病気の状態というものは真っ平な坂を下っていくのではなく、物理学におけるアレニウスの式のように、波打つ坂を転がったり、時には少し戻ったりして、断続的に下っていくものではないかと思います(図)。この坂のくぼみの部分が深いほど、病気が進行しにくいでしょうし、くぼみが浅ければ病気の進行が速い、ということになります。そしてこのくぼみの深さこそが、レジスタンスやレジリエンスにあたるのでしょう。
ということは、坂のでこぼこを深くすることが神経難病の予防や治療の鍵を握っている、とも考えられます。事実、レジスタンスやレジリエンスに着目した創薬もさまざまな分野で始まっています。科学の力で運命は変えられる、そんな日も遠くないのです。
1. Lopera F, Marino C, Chandrahas AS, et al. Resilience to autosomal dominant Alzheimer's disease in a Reelin-COLBOS heterozygous man. Nat Med. 2023;29(5):1243-1252.
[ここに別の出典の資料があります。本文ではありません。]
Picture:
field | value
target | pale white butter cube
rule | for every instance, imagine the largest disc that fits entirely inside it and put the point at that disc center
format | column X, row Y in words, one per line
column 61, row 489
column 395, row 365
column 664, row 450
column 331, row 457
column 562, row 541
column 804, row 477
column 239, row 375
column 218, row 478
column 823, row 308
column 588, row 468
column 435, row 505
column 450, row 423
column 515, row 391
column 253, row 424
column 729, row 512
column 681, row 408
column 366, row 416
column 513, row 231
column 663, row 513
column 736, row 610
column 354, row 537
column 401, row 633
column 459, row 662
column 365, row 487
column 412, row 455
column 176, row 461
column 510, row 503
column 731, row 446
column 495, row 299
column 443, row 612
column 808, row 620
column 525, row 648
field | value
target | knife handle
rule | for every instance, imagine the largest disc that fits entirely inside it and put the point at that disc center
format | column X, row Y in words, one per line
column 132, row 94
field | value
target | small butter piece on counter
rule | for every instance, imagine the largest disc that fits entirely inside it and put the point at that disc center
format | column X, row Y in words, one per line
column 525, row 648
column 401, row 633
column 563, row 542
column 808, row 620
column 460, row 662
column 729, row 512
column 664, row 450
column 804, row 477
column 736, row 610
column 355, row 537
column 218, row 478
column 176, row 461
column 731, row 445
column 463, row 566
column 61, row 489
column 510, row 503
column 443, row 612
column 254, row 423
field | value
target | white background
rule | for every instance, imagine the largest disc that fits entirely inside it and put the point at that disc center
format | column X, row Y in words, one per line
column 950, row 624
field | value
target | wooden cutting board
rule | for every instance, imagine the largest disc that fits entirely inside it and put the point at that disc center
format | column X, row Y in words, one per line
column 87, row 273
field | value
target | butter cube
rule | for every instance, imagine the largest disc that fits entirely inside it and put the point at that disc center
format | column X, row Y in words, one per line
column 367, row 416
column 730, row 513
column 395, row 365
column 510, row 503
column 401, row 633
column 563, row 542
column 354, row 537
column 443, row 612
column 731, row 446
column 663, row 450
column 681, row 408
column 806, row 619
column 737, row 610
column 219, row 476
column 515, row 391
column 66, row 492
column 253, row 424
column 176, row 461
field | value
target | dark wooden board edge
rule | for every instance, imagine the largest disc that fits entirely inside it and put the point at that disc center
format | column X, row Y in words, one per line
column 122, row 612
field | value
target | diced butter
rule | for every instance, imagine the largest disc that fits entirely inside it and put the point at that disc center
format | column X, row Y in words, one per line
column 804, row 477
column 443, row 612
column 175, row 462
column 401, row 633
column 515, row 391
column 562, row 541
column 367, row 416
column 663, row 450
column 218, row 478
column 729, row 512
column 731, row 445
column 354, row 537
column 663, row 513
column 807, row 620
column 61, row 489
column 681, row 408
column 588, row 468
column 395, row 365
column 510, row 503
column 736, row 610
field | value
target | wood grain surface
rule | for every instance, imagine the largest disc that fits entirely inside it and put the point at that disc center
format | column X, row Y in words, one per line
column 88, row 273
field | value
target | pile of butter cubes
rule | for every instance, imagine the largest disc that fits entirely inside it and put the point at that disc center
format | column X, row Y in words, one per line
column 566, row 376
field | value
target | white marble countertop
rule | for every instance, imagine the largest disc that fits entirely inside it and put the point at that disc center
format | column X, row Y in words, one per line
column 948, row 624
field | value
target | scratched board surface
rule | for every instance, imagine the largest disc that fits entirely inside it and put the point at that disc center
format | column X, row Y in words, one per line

https://pubmed.ncbi.nlm.nih.gov/37188781/
2. Oh HS, Urey DY, Karlsson L, et al. A cerebrospinal fluid synaptic protein biomarker for prediction of cognitive resilience versus decline in Alzheimer's disease. Nat Med. 2025;31(5):1592-1603.